Under the agreement, the U.S. would reduce carbon emissions in 2025 by 26- to 28 percent from 2005, doubling the pace of the current target. More remarkably, China vowed to turn around the increase in its carbon emissions by 2030 or sooner, promising to produce 20 percent clean energy by that date.
While the "handshake agreement" between the two presidents does not require legislative approval, the incoming Republican-controlled Congress could undermine efforts to meet the reduction targets. And a new president in 2017 will have the power to uphold the deal, or scuttle it, like President George W. Bush did with the Kyoto Protocols reached under President Bill Clinton.
On Wednesday, Speaker of the House John Boehner, Sen. Mitch McConnell, R-Ky., who is expected to take over as Senate majority leader, and Sen. Jim Inhofe, R-Okla., who is poised to become chairman of the Senate Environment and Public Works Committee, led the chorus of criticism from the right.
"This announcement is yet another sign that the president intends to double down on his job-crushing policies no matter how devastating the impact for America's heartland and the country as a whole," Boehner said Wednesday in a statement.
"And it is the latest example of the president's crusade against affordable, reliable energy that is already hurting jobs and squeezing middle-class families. Republicans have consistently passed legislation to rein in the EPA and stop these harmful policies from taking effect, and we will continue to make this a priority in the new Congress.
McConnell, whose re-election campaign in the coal-rich state of Kentucky often hinged on energy issues, slammed the agreement as "unrealistic."
"Our economy can't take the President's ideological War on Coal that will increase the squeeze on middle-class families and struggling miners," McConnell said in a statement.

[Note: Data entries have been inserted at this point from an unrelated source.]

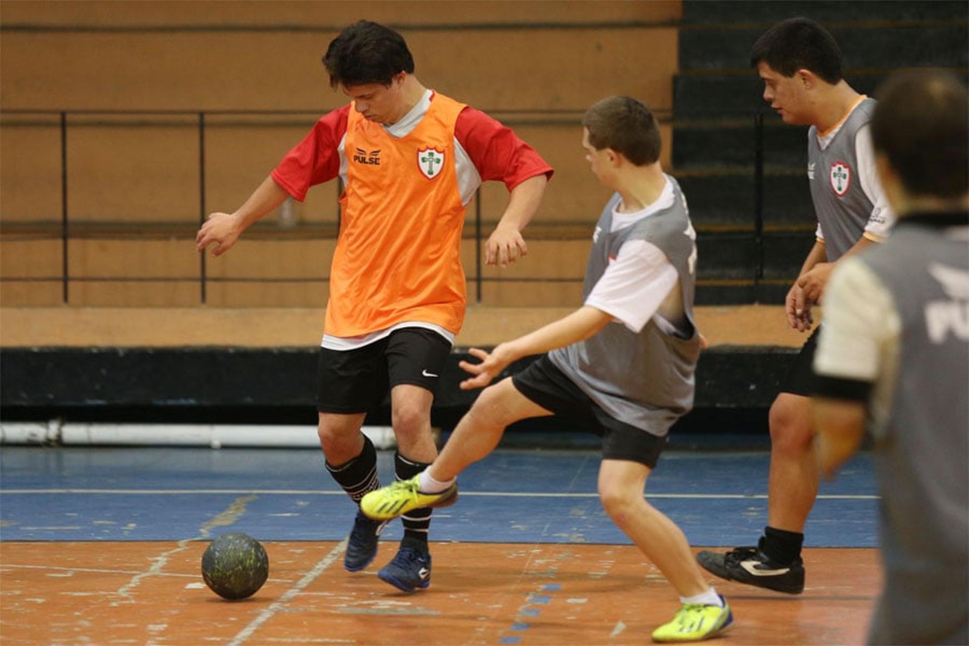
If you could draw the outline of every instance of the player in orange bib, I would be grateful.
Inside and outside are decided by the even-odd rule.
[[[425,88],[392,29],[359,21],[323,58],[330,85],[351,103],[321,118],[242,206],[213,213],[199,251],[228,251],[252,223],[287,198],[343,180],[339,240],[320,348],[320,444],[328,471],[355,501],[380,486],[377,453],[360,433],[366,413],[391,392],[396,477],[437,455],[430,409],[466,305],[460,262],[467,203],[482,182],[501,180],[508,206],[485,245],[485,262],[526,252],[521,230],[538,209],[551,168],[509,128]],[[431,509],[403,517],[404,538],[379,576],[405,592],[426,588]],[[344,567],[377,554],[384,524],[358,512]]]

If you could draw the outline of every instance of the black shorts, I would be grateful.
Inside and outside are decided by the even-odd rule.
[[[657,437],[606,413],[555,367],[547,354],[513,375],[512,383],[518,392],[542,408],[602,436],[604,458],[632,460],[650,469],[656,467],[666,447],[666,437]]]
[[[320,348],[316,407],[321,413],[368,413],[395,385],[437,392],[451,343],[423,327],[402,327],[356,350]]]
[[[821,325],[814,328],[811,336],[801,346],[800,352],[794,360],[791,372],[781,384],[781,392],[793,395],[810,397],[814,388],[814,353],[818,350],[818,332]]]

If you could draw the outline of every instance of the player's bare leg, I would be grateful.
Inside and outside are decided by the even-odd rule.
[[[820,480],[811,428],[811,399],[782,392],[770,407],[769,419],[767,524],[803,534]]]
[[[448,481],[498,446],[505,428],[519,419],[551,413],[518,392],[511,379],[484,388],[451,434],[441,454],[427,469],[436,480]]]
[[[612,522],[652,561],[680,597],[710,589],[682,530],[643,498],[651,470],[628,460],[603,460],[599,497]]]
[[[728,580],[798,594],[804,589],[800,548],[804,523],[818,495],[810,399],[782,392],[770,407],[767,527],[756,546],[726,553],[703,550],[697,560]]]

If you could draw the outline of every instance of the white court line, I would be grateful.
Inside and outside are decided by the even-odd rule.
[[[279,496],[346,496],[343,491],[311,489],[0,489],[3,494],[118,494],[131,496],[199,496],[209,494],[257,494]],[[599,498],[597,493],[541,493],[538,491],[461,491],[461,498]],[[684,498],[692,500],[766,500],[767,494],[651,494],[646,498]],[[864,494],[822,494],[818,500],[879,500],[881,496]]]
[[[284,605],[289,603],[294,597],[298,595],[303,588],[315,581],[316,578],[323,573],[323,570],[328,568],[333,561],[339,558],[340,554],[342,554],[346,548],[347,538],[344,538],[340,542],[336,543],[336,546],[329,550],[329,553],[327,554],[327,556],[320,559],[319,563],[313,566],[313,569],[306,572],[301,579],[297,581],[292,588],[284,592],[283,596],[273,601],[269,607],[260,612],[255,619],[249,622],[248,626],[239,631],[236,635],[233,637],[233,640],[229,642],[229,646],[239,646],[239,644],[245,643],[245,640],[251,637],[252,633],[255,632],[260,626],[272,619],[272,616],[279,612]]]

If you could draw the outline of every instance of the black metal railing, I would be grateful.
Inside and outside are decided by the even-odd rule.
[[[490,112],[497,118],[500,118],[503,122],[509,125],[575,125],[578,127],[580,125],[581,112],[578,110],[490,110]],[[312,115],[313,118],[318,116],[319,110],[44,110],[44,109],[3,109],[0,110],[0,117],[6,119],[8,117],[14,117],[15,119],[22,119],[33,115],[35,117],[42,117],[47,119],[47,121],[43,121],[43,125],[53,127],[56,123],[59,127],[60,134],[60,222],[59,231],[53,231],[49,227],[45,228],[42,223],[35,223],[34,235],[32,239],[37,239],[40,237],[47,237],[50,239],[54,236],[59,237],[61,240],[61,272],[59,276],[0,276],[0,282],[4,283],[16,283],[16,282],[53,282],[59,281],[62,286],[61,298],[64,303],[71,302],[71,286],[74,283],[80,282],[133,282],[133,281],[144,281],[144,282],[198,282],[199,285],[199,301],[203,304],[206,302],[207,293],[206,286],[208,283],[212,282],[233,282],[233,283],[276,283],[276,282],[287,282],[287,283],[317,283],[326,282],[328,280],[328,276],[294,276],[287,278],[271,278],[271,277],[214,277],[208,276],[206,273],[205,264],[205,255],[200,255],[199,260],[199,270],[197,277],[184,277],[184,276],[156,276],[156,277],[130,277],[130,276],[111,276],[111,277],[87,277],[87,276],[76,276],[72,275],[70,267],[70,253],[71,253],[71,241],[80,235],[88,238],[98,238],[98,239],[113,239],[118,237],[117,231],[100,231],[95,227],[87,227],[87,231],[80,231],[77,223],[72,220],[71,213],[69,212],[69,201],[68,195],[71,189],[70,185],[70,169],[69,169],[69,157],[68,157],[68,142],[69,142],[69,132],[73,127],[72,118],[74,117],[105,117],[109,125],[114,123],[120,123],[120,119],[128,118],[132,116],[143,116],[143,117],[153,117],[157,120],[159,117],[180,117],[186,118],[185,125],[190,126],[192,121],[195,122],[195,128],[197,129],[197,145],[198,145],[198,180],[199,180],[199,219],[198,223],[201,226],[205,218],[207,217],[206,212],[206,141],[205,136],[209,128],[212,127],[212,120],[209,117],[212,116],[252,116],[252,117],[265,117],[265,116],[278,116],[293,119],[294,117],[305,117],[307,115]],[[671,115],[669,113],[659,113],[661,122],[669,123],[671,120]],[[115,119],[115,121],[111,121]],[[25,122],[27,125],[38,125],[37,123]],[[90,121],[81,122],[84,126],[91,126]],[[311,124],[312,121],[302,119],[291,120],[283,125],[297,126],[306,124],[307,126]],[[6,127],[8,124],[0,122],[0,126]],[[23,123],[15,123],[11,125],[23,125]],[[103,125],[103,124],[94,124]],[[139,125],[152,125],[152,121],[148,120],[145,122],[141,122]],[[264,124],[265,125],[265,124]],[[278,125],[278,123],[277,123]],[[751,279],[753,281],[754,287],[759,281],[764,279],[764,188],[763,188],[763,176],[764,176],[764,121],[763,118],[758,115],[753,124],[754,133],[754,142],[753,142],[753,154],[754,154],[754,222],[753,222],[753,240],[754,240],[754,250],[755,256],[752,259],[752,273]],[[336,185],[336,196],[337,196],[337,209],[338,206],[338,197],[342,191],[342,186],[340,182],[335,182]],[[338,228],[338,218],[339,211],[337,210],[337,223],[336,228]],[[10,221],[0,220],[0,234],[4,234],[5,239],[11,239],[9,235],[11,231],[20,231],[22,228],[13,226],[15,223]],[[17,225],[23,225],[23,223],[16,223]],[[27,225],[29,229],[31,225]],[[177,236],[188,235],[188,227],[194,228],[194,224],[189,225],[187,222],[182,225],[176,225],[175,229],[185,228],[184,231],[180,230]],[[575,226],[575,225],[573,225]],[[141,223],[140,225],[135,225],[134,228],[150,228],[150,223]],[[4,231],[6,230],[6,231]],[[335,228],[326,231],[325,233],[320,233],[322,237],[328,237],[334,235],[335,232],[330,232],[330,231],[335,231]],[[748,230],[749,231],[749,230]],[[570,277],[522,277],[516,276],[514,278],[508,277],[498,277],[498,276],[484,276],[483,275],[483,264],[484,259],[482,255],[482,248],[484,244],[484,223],[483,223],[483,209],[482,209],[482,195],[481,191],[475,198],[474,206],[474,228],[473,228],[473,237],[475,243],[475,275],[469,277],[469,282],[474,283],[474,292],[475,300],[477,302],[482,302],[483,298],[483,284],[485,282],[516,282],[516,283],[570,283],[570,284],[580,284],[582,282],[581,276],[570,276]],[[318,231],[319,232],[319,231]],[[129,233],[130,235],[130,233]],[[469,286],[470,287],[470,286]]]

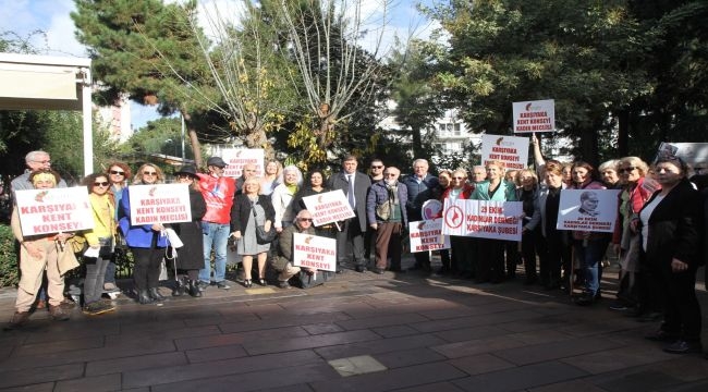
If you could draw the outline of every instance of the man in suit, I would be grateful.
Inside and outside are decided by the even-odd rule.
[[[368,175],[357,172],[357,167],[356,157],[346,156],[342,161],[342,171],[329,179],[329,188],[342,189],[356,215],[344,221],[340,232],[337,233],[338,272],[342,271],[341,267],[346,260],[349,244],[352,245],[354,254],[354,269],[357,272],[366,270],[366,260],[364,259],[364,235],[367,228],[366,194],[371,186],[371,180]]]

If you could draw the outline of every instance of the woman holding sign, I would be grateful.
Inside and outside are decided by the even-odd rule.
[[[32,172],[28,180],[35,189],[49,189],[57,187],[60,181],[59,174],[51,169],[41,169]],[[24,236],[20,224],[20,211],[17,208],[12,211],[12,233],[20,242],[20,284],[17,285],[17,298],[15,299],[15,314],[5,329],[22,327],[29,319],[29,309],[35,303],[37,292],[41,286],[41,279],[47,271],[47,294],[49,295],[49,314],[54,320],[69,320],[61,308],[64,299],[64,278],[59,271],[59,249],[70,233],[50,235]]]
[[[686,179],[687,164],[678,157],[659,158],[655,163],[656,192],[639,211],[642,257],[658,278],[666,303],[663,323],[652,341],[672,342],[663,351],[672,354],[699,353],[700,306],[696,298],[696,270],[704,264],[700,254],[700,196]]]
[[[504,163],[496,160],[488,161],[487,180],[476,184],[473,200],[515,201],[516,186],[504,180]],[[501,283],[504,280],[504,246],[503,240],[478,240],[476,281],[477,283]],[[453,250],[454,253],[454,250]]]
[[[160,235],[164,230],[161,223],[131,224],[131,195],[134,186],[161,184],[164,182],[162,170],[152,163],[143,164],[135,174],[133,184],[123,189],[121,198],[121,220],[119,226],[125,236],[125,242],[133,253],[135,265],[133,280],[137,290],[137,301],[143,304],[164,301],[157,286],[160,283],[160,265],[167,247],[167,235]]]
[[[236,196],[231,208],[231,236],[239,241],[236,252],[243,256],[243,285],[246,289],[253,285],[251,270],[254,256],[258,262],[258,283],[266,285],[266,259],[270,244],[258,243],[256,229],[263,226],[264,231],[269,232],[276,219],[270,197],[259,195],[259,191],[260,179],[247,179],[243,183],[243,193]]]

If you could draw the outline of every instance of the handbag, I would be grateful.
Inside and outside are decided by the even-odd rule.
[[[254,208],[255,203],[251,204],[251,212],[253,212],[253,221],[254,223],[256,222],[256,209]],[[278,235],[278,232],[276,231],[276,228],[272,225],[270,226],[270,231],[266,231],[265,225],[258,224],[256,225],[256,242],[258,245],[266,245],[270,244],[276,240],[276,236]]]

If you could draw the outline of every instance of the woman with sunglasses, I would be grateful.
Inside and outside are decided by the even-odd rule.
[[[167,236],[160,235],[164,226],[160,223],[131,225],[130,191],[133,186],[155,185],[164,182],[162,170],[152,163],[145,163],[138,170],[133,184],[123,189],[121,198],[121,220],[119,225],[125,242],[133,253],[135,265],[133,280],[137,290],[137,301],[143,304],[164,301],[158,291],[160,264],[167,247]]]
[[[84,232],[88,246],[98,250],[96,257],[84,257],[84,314],[96,316],[115,309],[110,301],[101,301],[106,269],[113,256],[115,234],[115,200],[110,193],[110,181],[103,173],[89,174],[82,181],[88,187],[94,229]]]
[[[123,162],[111,162],[106,170],[106,175],[108,181],[111,183],[109,188],[111,195],[113,195],[113,200],[115,200],[115,207],[121,205],[121,197],[123,197],[123,188],[127,186],[127,181],[131,179],[131,168]],[[120,208],[115,208],[115,221],[119,217]],[[121,242],[122,238],[117,238]],[[118,286],[115,285],[115,253],[111,257],[111,260],[106,267],[106,277],[103,278],[103,290],[107,292],[117,291]]]

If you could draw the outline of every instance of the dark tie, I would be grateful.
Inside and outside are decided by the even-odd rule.
[[[354,174],[346,175],[346,181],[349,181],[349,192],[346,193],[346,198],[349,199],[349,205],[354,209]]]

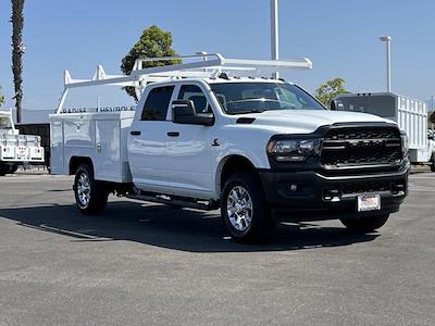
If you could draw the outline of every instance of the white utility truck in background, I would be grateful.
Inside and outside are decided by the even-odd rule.
[[[14,173],[20,165],[44,162],[40,137],[20,135],[12,111],[0,111],[0,176]]]
[[[435,141],[427,133],[426,103],[393,92],[346,93],[334,98],[332,109],[364,112],[396,122],[408,135],[412,164],[430,164],[435,172]]]
[[[109,193],[221,208],[241,241],[268,236],[275,209],[298,221],[339,218],[356,231],[381,227],[408,193],[407,138],[394,122],[328,111],[299,86],[264,77],[295,68],[311,62],[215,53],[138,60],[129,76],[65,72],[50,115],[51,173],[75,175],[83,213],[101,213]],[[137,106],[108,105],[113,91],[98,91],[108,85],[135,87]],[[78,89],[90,93],[72,99],[97,105],[69,103]]]

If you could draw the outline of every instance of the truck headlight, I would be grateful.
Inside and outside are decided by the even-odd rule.
[[[400,142],[401,142],[401,153],[403,155],[403,159],[406,156],[408,156],[408,152],[409,152],[409,139],[408,139],[408,135],[405,133],[400,134]]]
[[[303,162],[308,156],[320,154],[320,139],[272,139],[268,143],[268,154],[278,162]]]

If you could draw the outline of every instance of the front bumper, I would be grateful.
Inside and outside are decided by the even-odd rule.
[[[408,195],[409,171],[406,161],[396,172],[376,174],[325,176],[315,171],[272,170],[259,174],[271,208],[299,212],[306,220],[327,220],[397,212]],[[358,212],[358,196],[366,193],[381,196],[381,211]]]

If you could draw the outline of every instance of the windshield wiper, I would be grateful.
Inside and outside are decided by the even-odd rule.
[[[229,114],[263,113],[264,111],[266,111],[266,110],[256,109],[256,110],[245,110],[245,111],[232,112]]]

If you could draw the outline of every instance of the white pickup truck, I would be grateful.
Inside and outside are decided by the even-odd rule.
[[[0,111],[0,176],[14,173],[25,163],[42,163],[44,154],[40,137],[20,135],[12,112]]]
[[[207,54],[172,66],[141,64],[130,76],[108,76],[99,66],[88,80],[65,72],[64,96],[50,115],[51,173],[75,175],[83,213],[101,213],[109,193],[221,208],[232,237],[252,241],[271,234],[274,210],[371,231],[408,193],[407,138],[394,122],[328,111],[295,84],[254,77],[310,68],[307,59]],[[64,108],[71,88],[96,85],[136,87],[137,109]]]

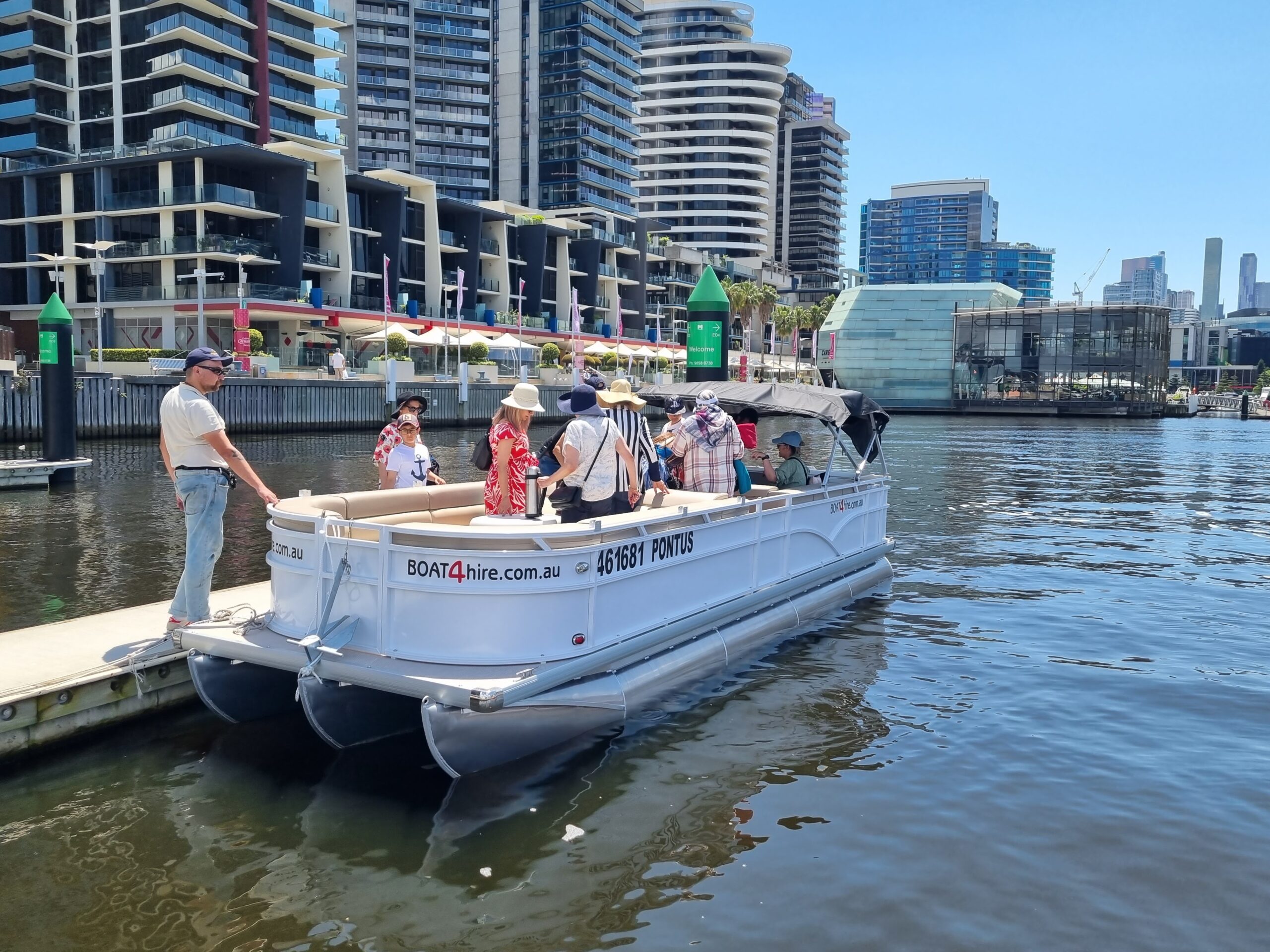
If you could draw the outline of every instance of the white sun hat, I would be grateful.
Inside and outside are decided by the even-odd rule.
[[[536,414],[542,413],[542,404],[538,402],[538,388],[532,383],[517,383],[512,387],[512,392],[503,399],[503,406],[509,406],[513,410],[532,410]]]

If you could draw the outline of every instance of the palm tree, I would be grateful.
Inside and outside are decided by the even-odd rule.
[[[772,324],[776,326],[776,336],[781,341],[781,360],[785,364],[785,339],[789,338],[794,330],[798,327],[799,316],[795,312],[798,308],[790,307],[789,305],[776,305],[772,311]],[[796,355],[795,355],[795,359]]]
[[[772,284],[757,284],[754,287],[753,306],[758,308],[758,322],[767,324],[772,319],[772,308],[781,300],[780,292]],[[758,347],[762,350],[762,344]]]

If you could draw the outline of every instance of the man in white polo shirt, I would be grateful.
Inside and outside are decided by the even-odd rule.
[[[177,485],[177,506],[185,514],[185,569],[169,609],[168,631],[212,617],[212,570],[221,557],[225,501],[235,475],[267,504],[277,503],[243,454],[225,435],[225,420],[207,399],[221,388],[231,357],[198,347],[185,357],[185,381],[159,407],[159,452]]]

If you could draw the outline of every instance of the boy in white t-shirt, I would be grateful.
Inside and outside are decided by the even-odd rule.
[[[444,480],[432,472],[432,454],[419,439],[419,418],[401,414],[398,418],[401,442],[380,463],[380,489],[409,489]]]

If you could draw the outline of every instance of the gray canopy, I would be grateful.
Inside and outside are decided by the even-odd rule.
[[[859,390],[831,390],[794,383],[734,383],[705,381],[700,383],[667,383],[643,387],[640,397],[654,406],[665,406],[678,399],[695,404],[697,393],[712,390],[724,411],[734,414],[751,409],[759,416],[812,416],[841,429],[856,452],[869,453],[869,462],[878,456],[878,440],[890,416]]]

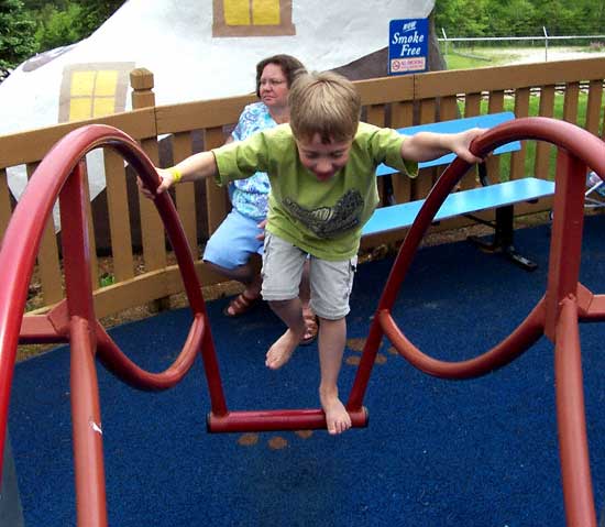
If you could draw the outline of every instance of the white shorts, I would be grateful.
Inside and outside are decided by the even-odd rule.
[[[307,259],[310,260],[311,309],[317,316],[328,320],[345,317],[351,310],[349,297],[353,288],[358,256],[329,262],[308,255],[268,231],[265,232],[263,253],[263,299],[272,301],[297,298]]]

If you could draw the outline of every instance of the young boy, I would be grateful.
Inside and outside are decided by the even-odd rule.
[[[384,162],[415,177],[418,162],[448,152],[476,163],[481,160],[469,145],[483,131],[405,138],[360,123],[361,100],[354,85],[332,73],[298,77],[290,88],[289,108],[289,124],[158,168],[162,183],[156,193],[201,177],[226,185],[256,171],[268,174],[262,296],[287,330],[270,348],[265,364],[274,370],[283,366],[305,332],[298,286],[309,255],[310,305],[320,320],[319,398],[328,431],[336,435],[351,427],[339,398],[338,376],[361,230],[378,204],[376,166]]]

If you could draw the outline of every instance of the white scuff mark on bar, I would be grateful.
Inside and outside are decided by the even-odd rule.
[[[103,435],[101,427],[97,425],[92,419],[90,419],[88,424],[90,425],[90,428],[92,428],[94,431],[96,431],[97,433],[100,433],[101,436]]]

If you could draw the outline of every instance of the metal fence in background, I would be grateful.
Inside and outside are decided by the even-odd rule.
[[[450,44],[455,44],[457,42],[470,42],[470,43],[491,43],[491,42],[541,42],[543,41],[544,45],[544,62],[548,62],[548,48],[549,43],[551,42],[562,42],[562,41],[590,41],[590,42],[604,42],[605,45],[605,35],[565,35],[565,36],[554,36],[549,35],[546,26],[542,26],[543,35],[536,36],[457,36],[449,37],[446,33],[444,28],[441,28],[441,34],[443,37],[437,39],[440,43],[444,44],[444,54],[447,55],[450,52]]]

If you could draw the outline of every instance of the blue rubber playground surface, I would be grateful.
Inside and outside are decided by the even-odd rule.
[[[586,218],[581,282],[605,290],[605,216]],[[516,328],[546,288],[548,226],[516,232],[528,273],[463,241],[419,251],[394,316],[424,352],[472,358]],[[341,373],[346,398],[392,260],[360,265]],[[231,409],[318,407],[317,344],[277,372],[264,366],[283,328],[268,307],[241,319],[208,303]],[[146,369],[180,351],[187,309],[110,331]],[[605,325],[581,326],[587,432],[597,510],[605,502]],[[198,361],[167,392],[131,388],[99,365],[109,525],[564,525],[553,385],[546,338],[484,377],[430,377],[383,342],[364,400],[366,429],[210,435]],[[68,347],[18,364],[10,436],[25,525],[75,525]]]

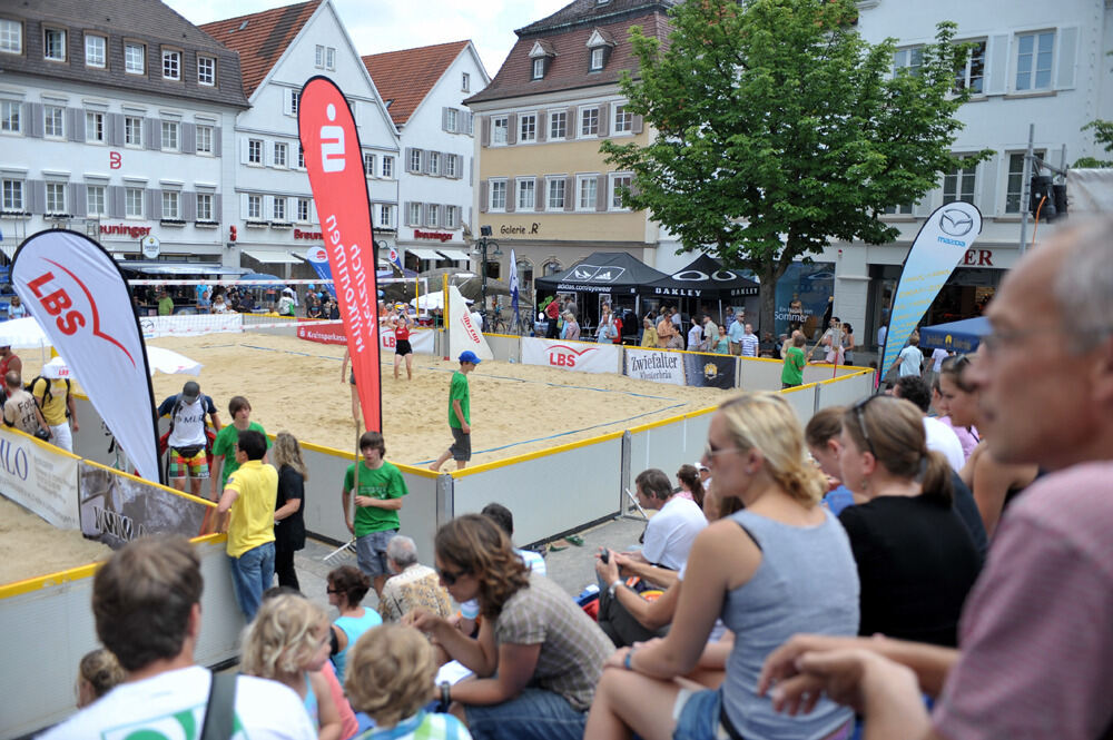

"This unrealistic plan, that the President would dump on his successor, would ensure higher utility rates and far fewer jobs. The President said his policies were on the ballot, and the American people spoke up against them. It's time for more listening, and less job-destroying red tape. Easing the burden already created by EPA regulations will continue to be a priority for me in the new Congress."
Inhofe, meanwhile, is one of the loudest deniers of climate change on the Hill. But Wednesday, he focused not on the science driving the agreement, but rather the historic mistrust between the two nations.
"It's hollow and not believable for China to claim it will shift 20 percent of its energy to non-fossil fuels by 2030, and a promise to peak its carbon emissions only allows the world's largest economy to buy time," Inhofe said in a statement on Wednesday.
"China builds a coal-fired power plant every 10 days, is the largest importer of coal in the world, and has no known reserves of natural gas. The American people spoke against the President's climate policies in this last election. As we enter a new Congress, I will do everything in my power to reign in and shed light on the EPA's unchecked regulations."
Lack of effort from China, the world's biggest polluter, has been a key Republican argument against major climate regulations. And without an agreement from China and the U.S., the world's other major economies would be likely to follow suit.
But action from China would go a long way toward undermining that argument, something a majority of Americans would like to see, despite Republican victories at the ballot box last week: Even with a conservative electorate turnout, national exit polls found 58 percent of voters concerned about climate change.